Submitted via IRC for chromas
Surveillance firm asks Mozilla to be included in Firefox's certificate whitelist
[...] The vendor is named DarkMatter, a cyber-security firm based in the United Arab Emirates that has been known to sell surveillance and hacking services to oppressive regimes in the Middle East
[...] On one side Mozilla is pressured by organizations like the Electronic Frontier Foundation, Amnesty International, and The Intercept to decline DarkMatter's request, while on the other side DarkMatter claims it never abused its TLS certificate issuance powers for anything bad, hence there's no reason to treat it any differently from other CAs that have applied in the past.
Fears and paranoia are high because Mozilla's list of trusted root certificates is also used by some Linux distros. Many fear that once approved on Mozilla's certificate store list, DarkMatter may be able to issue TLS certificates that will be able to intercept internet traffic without triggering any errors on some Linux systems, usually deployed in data centers and at cloud service providers.
In Google Groups and Bugzilla discussions on its request, DarkMatter has denied any wrongdoing or any intention to do so.
The company has already been granted the ability to issue TLS certificates via an intermediary, a company called QuoVadis, now owned by DigiCert.
Also at Electronic Frontier Foundation
(Score: 4, Interesting) by bradley13 on Tuesday February 26 2019, @11:53AM (6 children)
There's an easy solution that should have been implemented years ago: Tie CA privileges to specific domains or subdomains. The only organization that should be able to issue a root-level certificate is the owner of that root-level domain, unless some CA can make an excellent case for an exception (and received the approval of the TLD owner).
So, sure, these guys can be a CA. And they can issue certificates for any domain where they can both (a) make a case that they should, *and* (b) get the approval of the owner.
Everyone is somebody else's weirdo.
(Score: 3, Interesting) by iamjacksusername on Tuesday February 26 2019, @01:10PM (1 child)
From a technical standpoint, I absolutely agree. From a practical standpoint, it will never be implemented. The amount of domains with misconfigured spf and non-existent dkim records is staggering and email is something end users actual care about. From the support side, this will result in an endless stream of the same ticket: my browser doesn't work anymore.

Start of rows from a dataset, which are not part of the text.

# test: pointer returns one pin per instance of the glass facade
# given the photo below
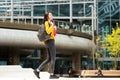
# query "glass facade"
(106, 14)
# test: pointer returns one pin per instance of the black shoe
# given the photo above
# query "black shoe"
(53, 77)
(36, 73)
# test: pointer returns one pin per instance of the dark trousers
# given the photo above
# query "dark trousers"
(50, 44)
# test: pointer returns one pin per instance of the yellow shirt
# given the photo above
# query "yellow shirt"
(49, 30)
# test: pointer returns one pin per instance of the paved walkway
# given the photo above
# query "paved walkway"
(16, 72)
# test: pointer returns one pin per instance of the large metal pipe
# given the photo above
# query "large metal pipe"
(28, 39)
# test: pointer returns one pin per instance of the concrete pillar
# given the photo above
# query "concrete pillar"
(76, 61)
(13, 55)
(44, 55)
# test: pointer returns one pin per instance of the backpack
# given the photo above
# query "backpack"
(42, 35)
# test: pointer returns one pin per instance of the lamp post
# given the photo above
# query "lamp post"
(11, 10)
(92, 12)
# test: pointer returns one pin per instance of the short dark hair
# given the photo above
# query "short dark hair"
(46, 17)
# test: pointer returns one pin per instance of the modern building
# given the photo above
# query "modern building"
(90, 17)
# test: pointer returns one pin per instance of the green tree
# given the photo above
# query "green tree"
(113, 44)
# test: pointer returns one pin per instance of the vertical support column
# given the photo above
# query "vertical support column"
(43, 57)
(76, 61)
(14, 58)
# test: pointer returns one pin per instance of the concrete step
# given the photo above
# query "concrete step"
(16, 73)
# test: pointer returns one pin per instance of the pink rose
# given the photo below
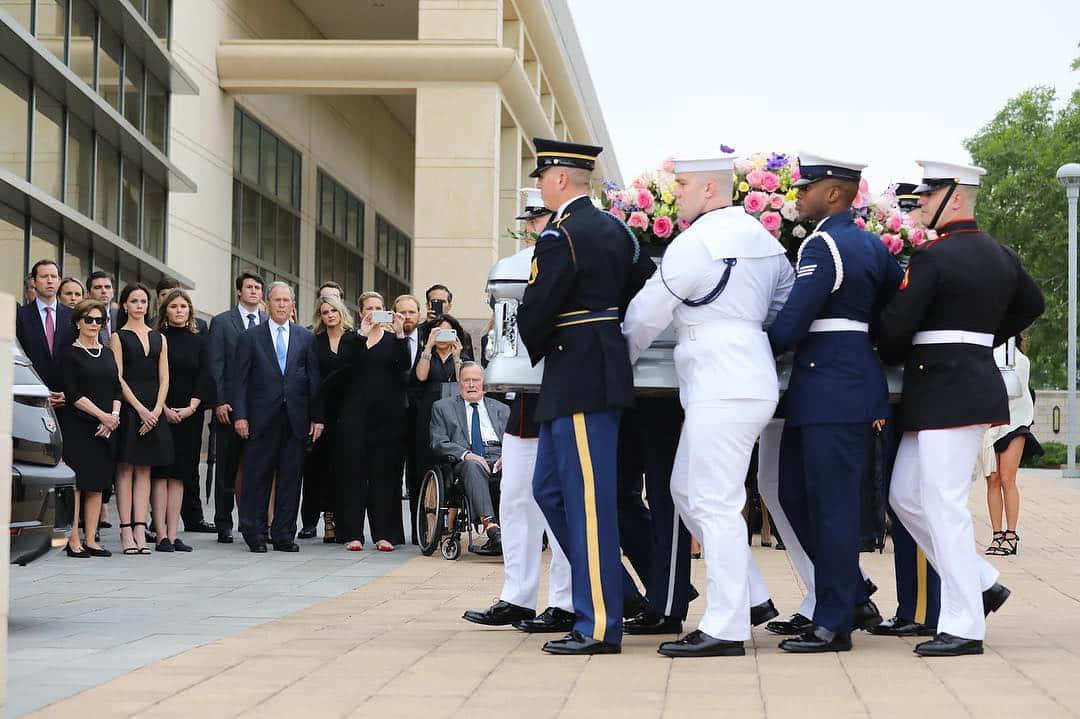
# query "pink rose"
(755, 202)
(662, 227)
(645, 200)
(770, 182)
(771, 221)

(Score: 3, Informative) by zocalo on Tuesday February 26 2019, @02:51PM
A nice idea in a way since root CAs are meant (in theory at least) to be partly responsible for downstream CAs using their certs, and it might also encourage more TLD operators to run a cleaner ship (there's probably no helping some of the "random word" gTLD cesspits out there though), but potentially hugely anti-consumer as it's likely to see prices for certificates on some domains spike considerably with the removal of competition.
UNIX? They're not even circumcised! Savages!

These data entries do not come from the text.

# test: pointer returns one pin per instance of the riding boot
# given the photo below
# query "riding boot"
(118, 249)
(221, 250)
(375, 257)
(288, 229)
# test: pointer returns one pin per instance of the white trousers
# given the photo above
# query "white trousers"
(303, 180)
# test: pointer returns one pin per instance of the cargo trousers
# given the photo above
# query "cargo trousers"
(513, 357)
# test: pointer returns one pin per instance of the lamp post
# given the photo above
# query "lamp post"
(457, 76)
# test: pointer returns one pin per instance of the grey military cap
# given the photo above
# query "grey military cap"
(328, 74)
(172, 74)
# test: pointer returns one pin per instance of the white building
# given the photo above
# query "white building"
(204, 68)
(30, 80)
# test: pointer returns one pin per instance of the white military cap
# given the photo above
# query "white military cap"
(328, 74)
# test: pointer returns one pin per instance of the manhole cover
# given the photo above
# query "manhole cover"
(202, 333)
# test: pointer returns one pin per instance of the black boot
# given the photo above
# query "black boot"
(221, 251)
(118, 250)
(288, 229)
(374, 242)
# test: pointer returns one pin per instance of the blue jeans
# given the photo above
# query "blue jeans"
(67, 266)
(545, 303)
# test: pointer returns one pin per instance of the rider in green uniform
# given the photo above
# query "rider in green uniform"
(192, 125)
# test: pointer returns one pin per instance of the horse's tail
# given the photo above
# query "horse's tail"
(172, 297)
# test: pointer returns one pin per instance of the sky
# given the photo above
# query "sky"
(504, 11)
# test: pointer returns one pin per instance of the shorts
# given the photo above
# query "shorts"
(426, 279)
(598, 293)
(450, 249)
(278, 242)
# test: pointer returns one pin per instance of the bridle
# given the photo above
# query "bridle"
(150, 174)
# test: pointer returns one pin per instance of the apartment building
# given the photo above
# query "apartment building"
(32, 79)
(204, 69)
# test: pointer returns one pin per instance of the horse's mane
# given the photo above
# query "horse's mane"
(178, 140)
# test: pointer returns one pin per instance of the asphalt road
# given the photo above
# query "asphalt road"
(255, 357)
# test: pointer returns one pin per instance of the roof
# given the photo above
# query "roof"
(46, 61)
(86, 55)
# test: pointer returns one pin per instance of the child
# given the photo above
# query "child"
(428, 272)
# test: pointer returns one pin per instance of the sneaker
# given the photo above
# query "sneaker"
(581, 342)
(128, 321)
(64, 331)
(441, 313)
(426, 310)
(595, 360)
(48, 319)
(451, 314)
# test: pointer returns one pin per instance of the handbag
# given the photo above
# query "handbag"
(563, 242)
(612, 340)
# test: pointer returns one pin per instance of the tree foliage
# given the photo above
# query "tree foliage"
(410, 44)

(Score: 2, Insightful) by Anonymous Coward on Tuesday February 26 2019, @01:48PM
Is the SSLiverse a safe place? [media.ccc.de](video) Hint: No.
And that was 8 years ago. Now is not better. Nuff said
(Score: 0) by Anonymous Coward on Tuesday February 26 2019, @10:12PM (2 children)
There exists a standard which can be implemented by the domain owners themselves to restrict which CA's have the ability to sign certificates for their domains. This standard is called Certificate Authority Authorization (CAA). https://blog.qualys.com/ssllabs/2017/03/13/caa-mandated-by-cabrowser-forum [qualys.com]
(Score: 0) by Anonymous Coward on Tuesday February 26 2019, @11:06PM (1 child)
That "solution" depends on the assumption that the real problem is blameless CAs being tricked into signing bad certs. If a corrupt or incompetent CA wants to ignore CAA, there's nothing to prevent them or flag that cert as invalid.
(Score: 0) by Anonymous Coward on Tuesday February 26 2019, @11:18PM
True. It would be nice if the browser itself could enforce this behavior.